Because sichuanhua has a tone that does not exist in Mandarin, I cannot adequately represent the sounds of the language using traditional pinyin tone marks. Therefore, I have chosen to use the asterisk * mark after each syllable that uses the special Sichuan tone.

If you can think of a better way to do this, please do recommend something, as I think the asterisk is ugly as all hell.


How one chooses to go about studying sichuanhua is completely dependent on your individual needs, goals, and current level in putonghua. I should note, however, that this guide is written for people with at least some knowledge of Mandarin. It does not teach sichunhua from the ground up, but rather uses bits and pieces of Mandarin and to piece together a functional system for reading and writing a kind of sichuanhua pinyin. Therefore, students who, for example, are not familiar with standard mandarin tones, will find no explanations herein.

Also, I recommend that, if you are currently studying standard Mandarin, you first aim for listening comprehension in sichuanhua, as it is difficult to learn two different tonal sets at once (also, most people who speak sichuanhua will understand standard Mandarin).

If you do want to learn spoken sichuanhua, I imagine it eventually comes naturally, after enough time familiarizing yourself with dialect, and after a point at which your Mandarin is already quite good. But, of course, if you would like to go full steam ahead and study sichuanhua from the very beginning, at the expense of your mandarin, go right ahead. More power to you. And the locals will love you.


As a warning, the first few installments of this primer will be incredibly boring.

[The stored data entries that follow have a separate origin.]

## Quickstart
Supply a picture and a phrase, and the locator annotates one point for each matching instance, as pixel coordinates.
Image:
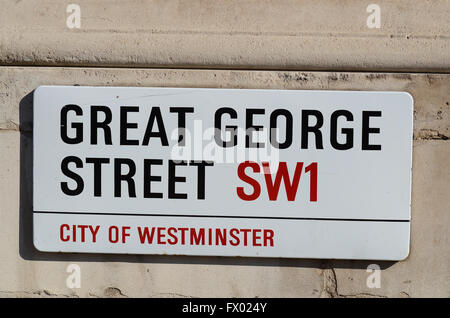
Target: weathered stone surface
(426, 272)
(28, 273)
(288, 34)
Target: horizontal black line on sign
(225, 216)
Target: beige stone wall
(296, 45)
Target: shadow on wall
(29, 252)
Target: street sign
(222, 172)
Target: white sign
(229, 172)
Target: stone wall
(233, 44)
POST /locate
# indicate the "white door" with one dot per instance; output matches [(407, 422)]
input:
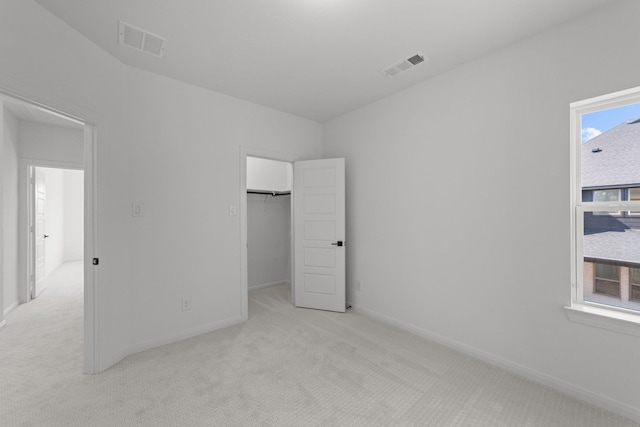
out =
[(40, 190), (319, 234)]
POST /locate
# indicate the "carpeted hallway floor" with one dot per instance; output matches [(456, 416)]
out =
[(284, 367)]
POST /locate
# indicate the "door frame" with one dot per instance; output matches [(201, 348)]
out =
[(25, 293), (91, 328), (244, 265)]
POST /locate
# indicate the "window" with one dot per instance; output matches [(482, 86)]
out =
[(634, 196), (634, 285), (607, 196), (607, 279), (605, 208)]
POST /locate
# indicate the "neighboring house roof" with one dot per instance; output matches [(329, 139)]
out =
[(621, 247), (617, 163)]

Once again, I am not an expert on sichuanhua but I have done my best to provide as much information on the dialect as I can. Treat this first installment of the primer like you would the beta version of a new program. It will be riddled with all manner of errors and, if you look at it wrong, might just make your computer explode. But, after enough time and feedback, it should hopefully become as accurate as possible.



Anonymous Chinese said...

Could I reproduce your article on this China Forum?
It's impressive!

3:15 PM  
Blogger KMM said...

Sure, that'd be great, so long as you link back to my site. I'd love feedback too, and especially from anyone else familiar with sichuanhua.

5:01 PM  
Anonymous Rocky said...

Thank you for this explanation. I was just asked by a native in Sichuan if I knew any Sichuanhua. I was confused as to why he thought it was so important when the official language of Mainland China is Mandarin. Now I know. I will attach a link to your blog in my post about my experience today.